Nicolas Andry répond violemment à un Traité des dispenses de Carême de 1709, dont l’auteur, Philippe Hecquet, rappelait que dans les jours d’abstinence « l’Église ne permet que l’usage du poisson ou de ce qui en a les qualitez et la nature ». D’où, dans ce passage sur lequel le livre est ouvert, la loutre, le castor et la macreuse… Quel est donc le point commun qui les réunit ici ? – On les trouve dans les assiettes des moines dont la règle impose de s’abstenir de manger de la viande. Nulle contradiction à cela, dit Andry : le milieu de vie de ces trois « amphibies » étant l’eau, ils tiennent de la nature du poisson, ils participent du poisson. On peut donc les considérer comme des poissons, surtout quand il s’agit de passer à table : c’est évidemment valable pour tous les chrétiens tenus de respecter les prescriptions alimentaires du carême et des jours dits maigres. Cela dit, la macreuse est si malodorante, si coriace et si huileuse, que la consommer est moins de l’ordre du plaisir gustatif que de la contrition : la morale catholique est sauve.

Une chauve-souris
Oeuvres / Jacques et Paul Contant... – Poitiers : Julian Thoreau & la veuve d'Antoine Mesnier, 1628 (Poitiers, Bibliothèque universitaire, Fonds ancien, Méd. 3)

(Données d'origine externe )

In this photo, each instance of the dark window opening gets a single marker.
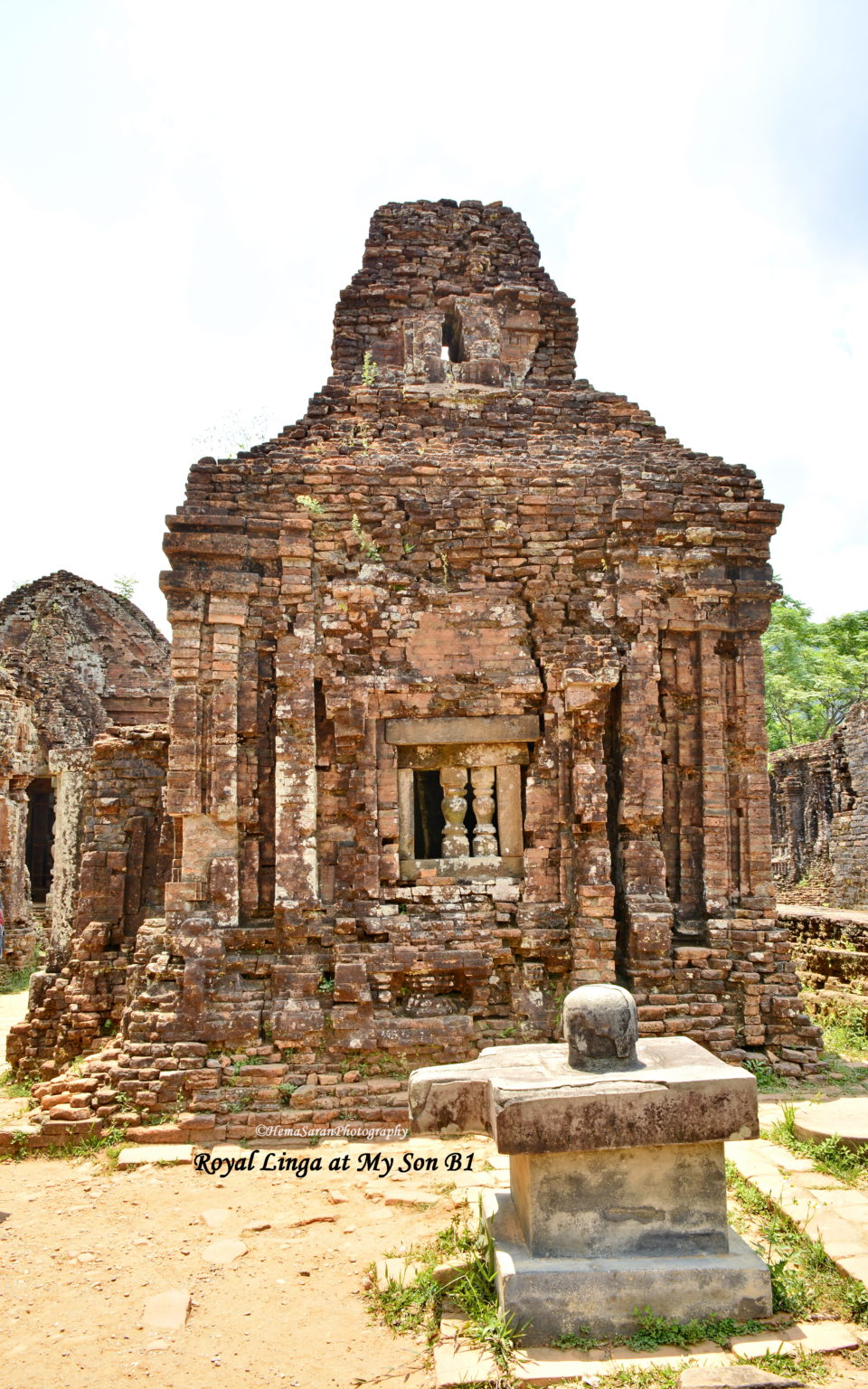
(428, 814)
(453, 336)
(39, 855)
(429, 820)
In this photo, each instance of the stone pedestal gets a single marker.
(617, 1192)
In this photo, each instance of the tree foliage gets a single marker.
(814, 671)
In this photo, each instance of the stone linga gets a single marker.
(617, 1182)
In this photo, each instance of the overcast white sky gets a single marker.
(186, 186)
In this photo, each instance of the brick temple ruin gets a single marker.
(467, 710)
(80, 787)
(820, 816)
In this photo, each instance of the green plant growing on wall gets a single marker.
(370, 371)
(367, 542)
(126, 585)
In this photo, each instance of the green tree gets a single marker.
(814, 671)
(126, 585)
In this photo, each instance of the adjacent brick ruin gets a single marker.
(820, 816)
(467, 710)
(80, 668)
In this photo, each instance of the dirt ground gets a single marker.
(82, 1249)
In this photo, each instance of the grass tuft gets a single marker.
(805, 1280)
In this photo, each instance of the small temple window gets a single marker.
(39, 849)
(460, 795)
(453, 338)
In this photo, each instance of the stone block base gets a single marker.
(562, 1296)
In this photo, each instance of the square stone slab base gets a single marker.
(567, 1296)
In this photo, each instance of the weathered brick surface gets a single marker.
(77, 664)
(479, 538)
(820, 816)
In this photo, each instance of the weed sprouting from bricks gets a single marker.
(805, 1280)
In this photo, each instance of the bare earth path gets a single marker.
(82, 1249)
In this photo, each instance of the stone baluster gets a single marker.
(456, 845)
(485, 835)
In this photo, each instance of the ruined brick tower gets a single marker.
(467, 710)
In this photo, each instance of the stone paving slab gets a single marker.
(156, 1153)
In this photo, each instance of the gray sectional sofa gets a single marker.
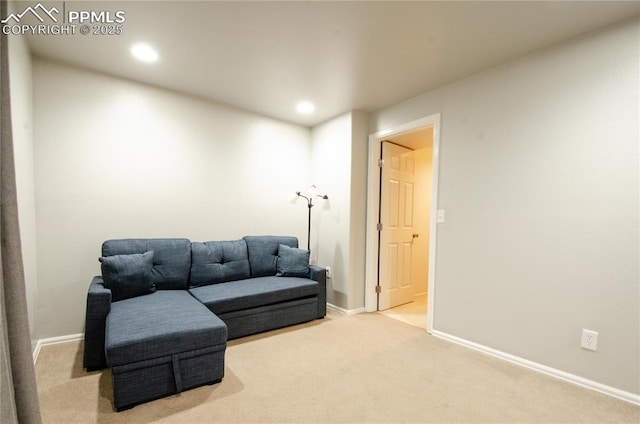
(162, 311)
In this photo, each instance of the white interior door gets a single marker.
(397, 192)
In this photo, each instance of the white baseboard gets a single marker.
(55, 340)
(344, 311)
(562, 375)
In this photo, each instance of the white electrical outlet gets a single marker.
(589, 340)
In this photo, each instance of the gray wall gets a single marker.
(22, 125)
(539, 179)
(118, 159)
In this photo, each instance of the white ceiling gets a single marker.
(265, 56)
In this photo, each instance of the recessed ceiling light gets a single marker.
(305, 107)
(144, 53)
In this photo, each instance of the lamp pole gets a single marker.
(309, 200)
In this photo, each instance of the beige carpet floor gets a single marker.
(364, 368)
(414, 313)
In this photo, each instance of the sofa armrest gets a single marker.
(319, 274)
(98, 307)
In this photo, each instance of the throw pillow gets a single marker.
(292, 262)
(128, 275)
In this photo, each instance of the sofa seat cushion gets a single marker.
(254, 292)
(263, 253)
(215, 262)
(171, 259)
(167, 322)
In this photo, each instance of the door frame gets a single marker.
(373, 209)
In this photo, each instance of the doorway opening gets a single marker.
(401, 221)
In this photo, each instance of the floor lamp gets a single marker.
(309, 198)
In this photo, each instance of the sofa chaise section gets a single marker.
(160, 344)
(158, 340)
(162, 311)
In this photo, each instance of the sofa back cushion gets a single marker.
(171, 259)
(218, 262)
(263, 253)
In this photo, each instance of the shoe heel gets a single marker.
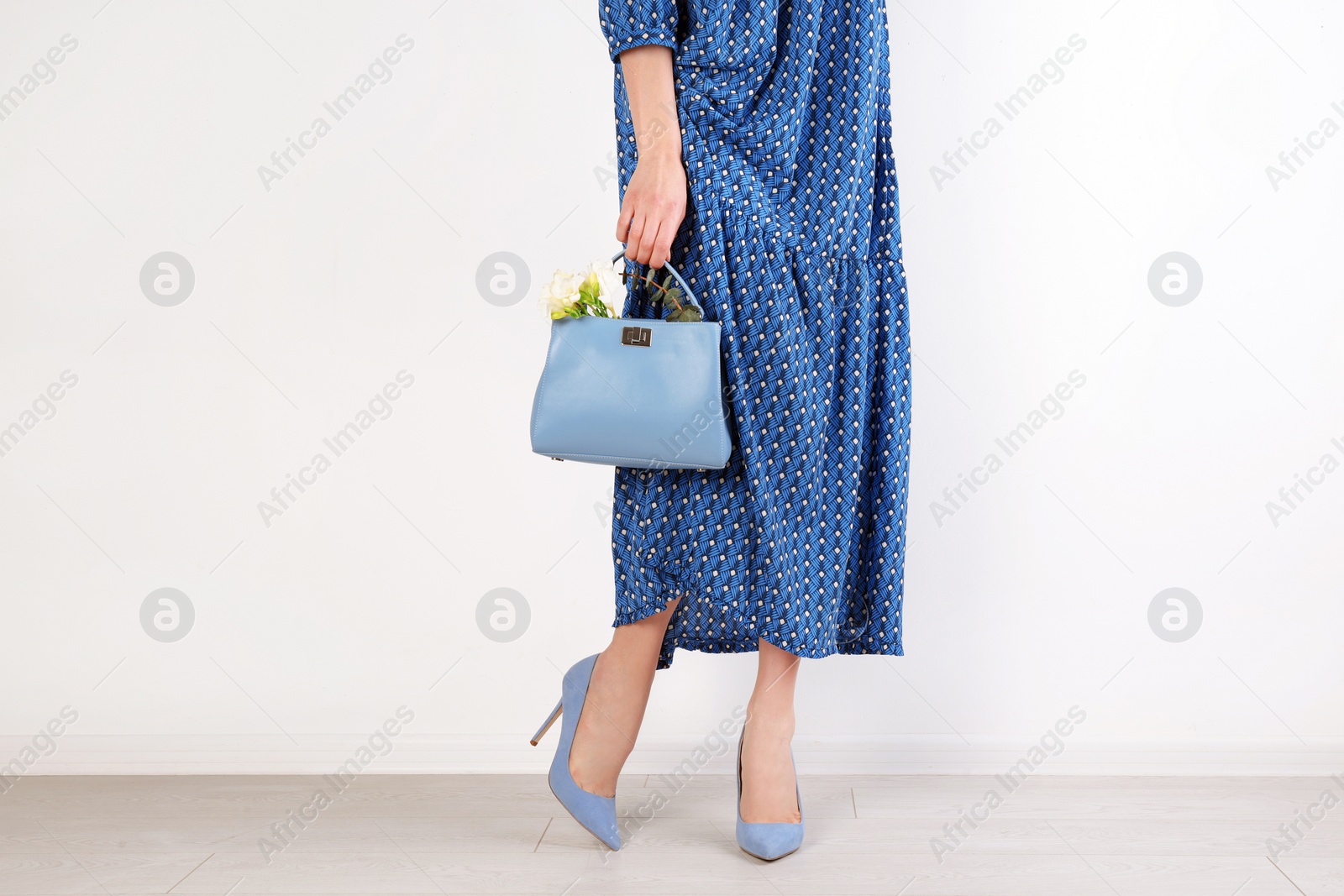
(550, 720)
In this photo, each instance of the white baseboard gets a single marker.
(494, 754)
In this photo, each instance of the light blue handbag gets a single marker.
(633, 392)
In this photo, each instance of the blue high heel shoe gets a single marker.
(768, 840)
(596, 813)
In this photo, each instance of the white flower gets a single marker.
(613, 288)
(561, 293)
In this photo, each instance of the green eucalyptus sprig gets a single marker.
(683, 309)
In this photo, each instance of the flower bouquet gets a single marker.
(600, 291)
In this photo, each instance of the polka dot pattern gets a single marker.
(792, 241)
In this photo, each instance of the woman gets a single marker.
(756, 154)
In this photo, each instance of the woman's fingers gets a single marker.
(663, 242)
(635, 238)
(622, 223)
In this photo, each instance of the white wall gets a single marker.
(362, 262)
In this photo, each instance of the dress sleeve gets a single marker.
(638, 23)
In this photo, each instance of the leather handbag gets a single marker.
(633, 392)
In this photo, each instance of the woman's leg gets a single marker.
(615, 707)
(768, 781)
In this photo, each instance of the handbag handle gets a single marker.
(671, 270)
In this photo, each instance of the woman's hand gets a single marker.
(654, 207)
(655, 199)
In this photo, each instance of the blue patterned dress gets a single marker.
(792, 241)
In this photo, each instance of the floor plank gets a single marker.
(507, 835)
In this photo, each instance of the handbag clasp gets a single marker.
(640, 336)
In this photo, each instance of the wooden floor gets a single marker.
(507, 835)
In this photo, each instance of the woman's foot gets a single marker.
(769, 785)
(617, 696)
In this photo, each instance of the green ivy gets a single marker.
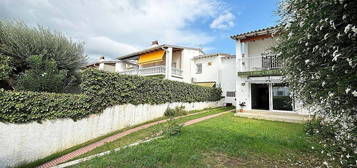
(99, 91)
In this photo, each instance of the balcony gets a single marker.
(260, 65)
(151, 71)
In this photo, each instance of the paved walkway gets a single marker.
(92, 146)
(274, 116)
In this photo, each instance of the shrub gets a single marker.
(177, 111)
(43, 76)
(318, 43)
(20, 41)
(101, 90)
(113, 88)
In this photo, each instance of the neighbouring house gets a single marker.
(102, 65)
(184, 64)
(259, 82)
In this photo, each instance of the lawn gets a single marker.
(225, 141)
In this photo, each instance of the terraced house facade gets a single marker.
(259, 83)
(251, 77)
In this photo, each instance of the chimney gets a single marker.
(154, 43)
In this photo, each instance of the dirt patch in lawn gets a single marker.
(223, 160)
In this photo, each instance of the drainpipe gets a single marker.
(168, 62)
(101, 63)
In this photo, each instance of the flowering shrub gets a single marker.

Paul Contant, collectionneur et pharmacien de Poitiers à la fin de la Renaissance, ouvrait aux visiteurs son cabinet de curiosités, à l’étage de sa maison sise au croisement des actuelles rues Arsène Orillard et de la Cathédrale. C’est ainsi que le Polonais Abraham Gölnitz, vers 1615, a eu l’occasion de voir, parmi un invraisemblable bric-à-brac, la chauve-souris géante qui figure sur cette planche gravée sous le n°18. Les gravures de Contant sont sans doute très exactes, mais les objets y figurent les uns à côté des autres sans aucun souci de proportion. Dans son récit de voyage (Ulysses belgo-gallicus, Amsterdam, 1655) Gölnitz donne à la chauve-souris naturalisée la taille d’un lièvre. Contant précise dans le catalogue exhaustif de sa collection que l’animal mesure trois pieds (presqu’un mètre) et qu’il a été trouvé « dans la grande pyramide d’Égypte ».

Des poissons volants
Oeuvres / Ambroise Paré... - Paris : Gabriel Buon, 1585 (Poitiers, Bibliothèque universitaire, Fonds ancien, Méd. 22)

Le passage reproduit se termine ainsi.